Bahasan mengenai cara makan menggunakan tangan dan sumpit ini hanya sebuah gambaran dalam aspek yang sangat kecil dan lingkup yang sempit. Jika dikaji lebih jauh, kita akan menemukan hal-hal yang lebih besar di dalamnya. Tentu saja jauh lebih darurat, lebih bahaya, dan jelas lebih berdampak terhadap nilai-nilai budaya sebagai salah satu identitas bangsa kita. Degradasi budaya ini bisa saja mencakup hal yang lebih besar seperti penggunaan bahasa. Sudah sering kita jumpai dalam berbagai situasi di lapangan, orang sudah lebih sering berkata “okay” daripada “baiklah” dan atau lebih sering mengucapkan “thanks” daripada “terima kasih”. Pemerintah harus mencanangkan program tentang betapa indahnya dan patut disanjungnya budaya yang kita miliki.
ADVERTISEMENT
Pemerintah tidak akan pernah menang melawan rasa keingintahuan dari masing-masing individu. Seiring perkembangan iptek yang melaju pesat, inovasi pemerintah dalam melakukan kalkulasi dan kajian terhadap perlindungan budaya juga harus ditingkatkan. Karena menyukai suatu budaya tertentu adalah hak dari setiap masyarakat, namun perlu ditekankan bahwasanya menjaga kelestarian budaya juga adalah kewajiban bersama sebagai masyarakat Indonesia.
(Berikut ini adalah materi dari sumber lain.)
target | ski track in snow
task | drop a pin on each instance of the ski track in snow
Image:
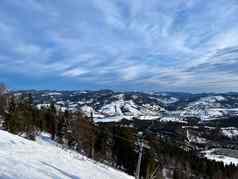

Patut diingat, budaya asing masuk ke negara kita tanpa membayar pajak ataupun melalui perizinan seperti dunia perdagangan atau industri impor atau ekspor. Budaya asing hadir melakukan penetrasi dengan gratis dan bahkan kita cari dengan sendirinya tanpa paksaan. Seiring perkembangan media digital yang tidak terbendung, bukan tidak mungkin pergeseran budaya ini menjalar lebih banyak dan bahkan mampu menghilangkan beberapa nilai-nilai adat, sosial dan budaya lokal yang ada di negara kita.
ADVERTISEMENT
Para pemuda di negara ini harus diberikan pemahaman yang lebih tajam dan tegas bahwasanya mencintai budaya sendiri bukanlah sesuatu yang memalukan. Dan nilai-nilai budaya kita sama tinggi derajatnya dengan budaya asing yang diagungkan oleh masyarakat aslinya. Selama diseminasi dari pemerintah berjalan dengan baik, memungkinkan adanya masyarakat yang sadar dan paham tentang degradasi budaya ini.
Apersepsi kaum muda harus diarahkan untuk selalu bangga dengan budaya yang dimiliki oleh bangsa ini. Bahkan dimulai dari hal sederhana seperti budaya cara makan menggunakan tangan dan jari. Semoga dalam waktu mendatang aspek ini mendapat perhatian lebih banyak dan menjadi pemicu masyarakat yang sadar budaya.